Among the stolen items thieves took a crucifix, a 90th birthday gift from the late pope John Paul II and a number of valuables made from gold.
Investigators suspect that the valuables were stolen by two Romanians, who were looking after the elderly man.
Born in Muro Lucano, Antonio Rosario Mennonna was ordained to the priesthood on Aug. 12, 1928. On Jan. 5, 1955, Pope Pius XII appointed him Bishop of Muro Lucano.
Thailand blast injures 12
JAKARTA — At least 12 people were injured in an explosion during an annual charity event in south Thailand, the Nation news agency reported.
The blast went off late on Sunday, May 4, at a Red Crescent fair in a park in the southern province of Narathiwat’s Mung District.
The bomb was hidden in a garbage bin near a stage where concerts were taking place, the agency said. The device is believed to have been detonated remotely with the use of a digital watch.
Up to four terrorist organizations are active in the south of Thailand. They are aiming to establish an independent Islamic state and are thought to have a combined total of several thousand fighters.
At least 16 dead in party boat disaster
RIO DE JANEIRO, Brazil — At least 16 people have died and 30 others are missing after an overcrowded boat capsized in the north-western Brazilian state of Amazonas, local officials said.
The wooden ferry, which was carrying at least 80 passengers, most of them young people returning from a party, sank after a rainstorm in the Solimoes River early on Sunday, May 4. The boat had a capacity of 50 people, officials said.
Rescuers have so far recovered 16 bodies, and a search for the others is under way. Local officials and witnesses claimed some of the passengers managed to swim to the river bank.
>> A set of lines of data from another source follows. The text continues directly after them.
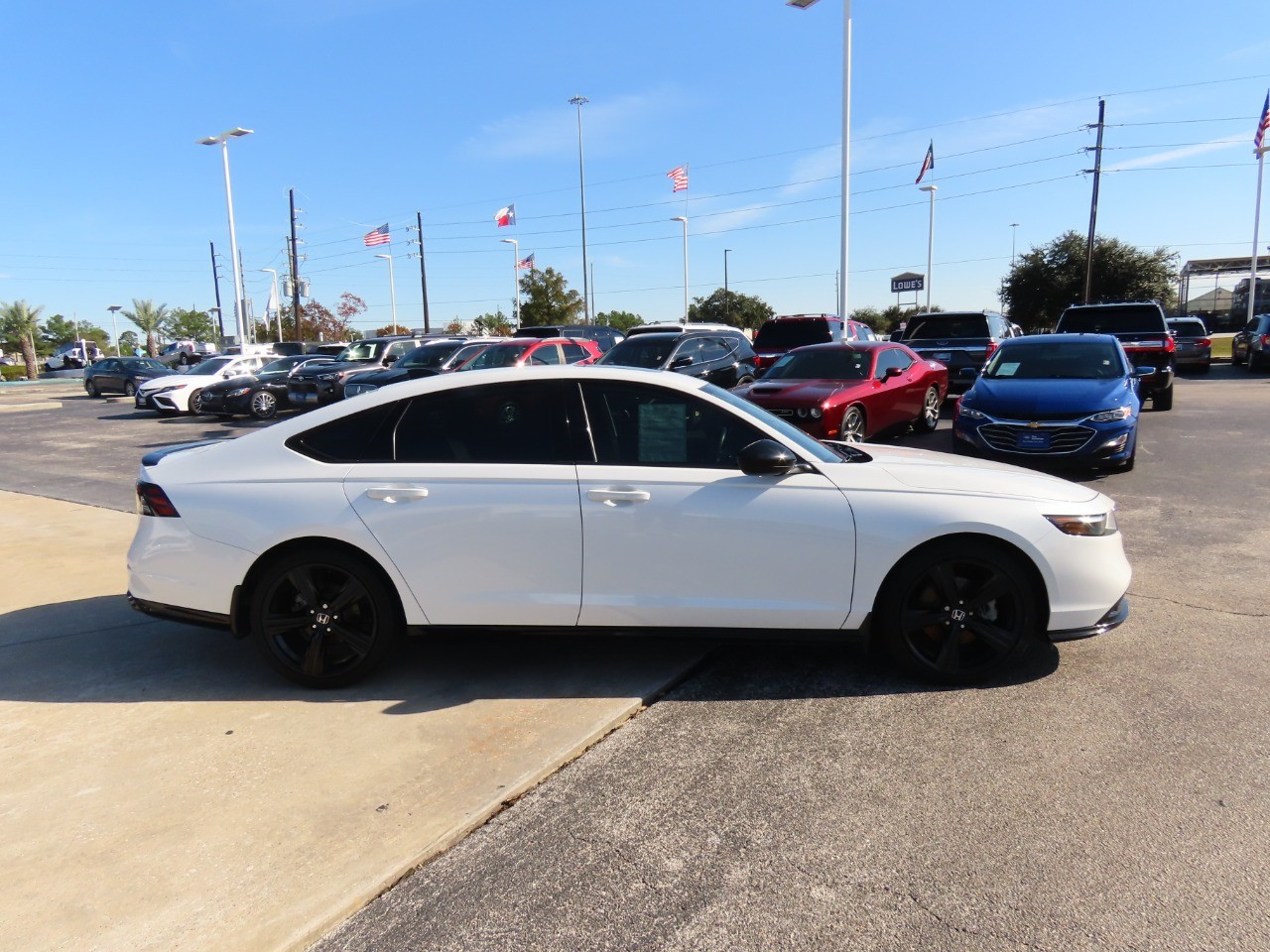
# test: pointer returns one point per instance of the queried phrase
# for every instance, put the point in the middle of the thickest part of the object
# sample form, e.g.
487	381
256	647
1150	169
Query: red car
534	352
852	391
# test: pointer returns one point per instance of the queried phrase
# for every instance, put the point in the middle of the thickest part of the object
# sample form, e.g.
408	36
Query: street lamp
391	289
516	277
275	299
930	244
684	218
223	143
581	190
846	139
114	322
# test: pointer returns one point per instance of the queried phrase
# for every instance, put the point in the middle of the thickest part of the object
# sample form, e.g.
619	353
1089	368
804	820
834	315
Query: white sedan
608	500
181	393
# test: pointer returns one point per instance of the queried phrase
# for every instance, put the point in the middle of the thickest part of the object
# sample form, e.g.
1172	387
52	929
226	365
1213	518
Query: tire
322	619
264	405
853	422
919	607
930	416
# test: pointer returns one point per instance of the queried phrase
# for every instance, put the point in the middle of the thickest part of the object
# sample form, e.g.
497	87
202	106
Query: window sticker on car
662	433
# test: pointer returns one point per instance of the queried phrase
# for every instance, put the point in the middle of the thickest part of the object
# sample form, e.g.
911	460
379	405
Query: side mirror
766	457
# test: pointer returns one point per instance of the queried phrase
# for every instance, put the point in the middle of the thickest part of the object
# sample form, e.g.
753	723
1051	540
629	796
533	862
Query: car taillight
151	500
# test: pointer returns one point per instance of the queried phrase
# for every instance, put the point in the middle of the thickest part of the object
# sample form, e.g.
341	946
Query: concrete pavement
164	791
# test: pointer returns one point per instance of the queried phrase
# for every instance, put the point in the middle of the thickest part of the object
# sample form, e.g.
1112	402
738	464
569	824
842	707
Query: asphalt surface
1110	794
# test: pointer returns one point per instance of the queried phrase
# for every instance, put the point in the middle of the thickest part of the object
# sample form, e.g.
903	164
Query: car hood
1026	399
944	472
795	391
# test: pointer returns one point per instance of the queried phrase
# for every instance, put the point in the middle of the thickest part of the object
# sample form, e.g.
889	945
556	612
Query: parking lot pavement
164	791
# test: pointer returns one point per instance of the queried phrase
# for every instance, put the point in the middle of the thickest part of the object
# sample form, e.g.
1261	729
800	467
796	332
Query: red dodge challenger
852	391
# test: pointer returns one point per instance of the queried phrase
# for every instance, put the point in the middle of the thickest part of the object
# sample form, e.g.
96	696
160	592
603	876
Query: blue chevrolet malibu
1053	398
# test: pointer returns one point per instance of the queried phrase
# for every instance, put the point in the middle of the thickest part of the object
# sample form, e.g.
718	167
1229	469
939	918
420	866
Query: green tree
1048	278
729	307
549	299
21	324
191	325
151	320
621	320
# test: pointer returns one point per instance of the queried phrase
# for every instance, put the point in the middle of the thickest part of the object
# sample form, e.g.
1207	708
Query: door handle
615	497
389	494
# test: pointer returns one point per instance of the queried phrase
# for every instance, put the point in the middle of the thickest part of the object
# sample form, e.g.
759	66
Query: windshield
945	326
839	363
430	354
362	350
815	448
649	350
790	334
1078	359
209	368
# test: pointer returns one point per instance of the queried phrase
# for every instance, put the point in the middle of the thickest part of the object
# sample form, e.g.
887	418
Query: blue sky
376	109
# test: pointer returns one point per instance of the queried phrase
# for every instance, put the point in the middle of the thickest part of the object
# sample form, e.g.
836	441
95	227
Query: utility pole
295	270
216	282
1093	206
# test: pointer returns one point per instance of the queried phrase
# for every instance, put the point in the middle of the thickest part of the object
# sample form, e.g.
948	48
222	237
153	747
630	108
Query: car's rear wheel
852	424
956	612
322	619
264	405
930	417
Olmert questioned by police
TEL AVIV — Israeli investigators have questioned Prime Minister Ehud Olmert at his home in Jerusalem over corruption allegations, local media reported.
Olmert, who has been linked with three separate probes involving real estate deals and political appointments, has been accused of taking bribes from an unnamed U.S. businessman, the Ynet news agency said.
According to Ynet, an Israeli-based U.S. businessman handed over large cash bribes to Olmert in Israel and abroad. The businessman is reported to be cooperating with investigators.
All the corruption cases are believed to have taken place before Olmert became prime minister in 2006. The interview, which lasted for around 90 minutes, was held after Israel’s attorney general gave police permission to question the premier over a 48-hour period.
In an official statement Olmert’s office said the prime minister agreed to “cooperate fully with law enforcement officials, as he has done in the past.”
“He is convinced that as the truth will emerge in the framework of the police investigation, the suspicions against him will dissipate,” the statement said.
In October last year, the prime minister was questioned in connection with the investigation over political appointments at a state-run enterprise and real estate purchases involving a house in Jerusalem bought at a below-market price in exchange for granting planning permission.
Olmert has also been accused of trying to influence the privatization of the Leumi bank in favor of a friend.
Last year, another famous Israeli politician, ex-president Moshe Katsav was forced to resign after a rape and sexual harassment scandal involving several women.
World’s longest cross-sea bridge open
BEIJING — The world’s longest cross-sea bridge has opened in eastern China, the country’s Xinhua news agency reported.
The 22-mile bridge, linking Shanghai with the busy port Ningbo in the Zhejiang Province, was open to traffic on Thursday and will reduce the trip between the two cities by 75 miles.
Thousands of people gathered for the opening ceremony, which was broadcast live across the country.
“The bridge has become famous and is expected to attract many visitors,” the agency quoted Jin Jianming, deputy chief in charge of the construction project, as saying.
The cable-stayed structure was built at a cost of $1.69 billion partially funded by private investment.
About 2.5 million tons of concrete and 800,000 tons of steel were used to build the bridge. The work started in 2003 and was completed in June last year.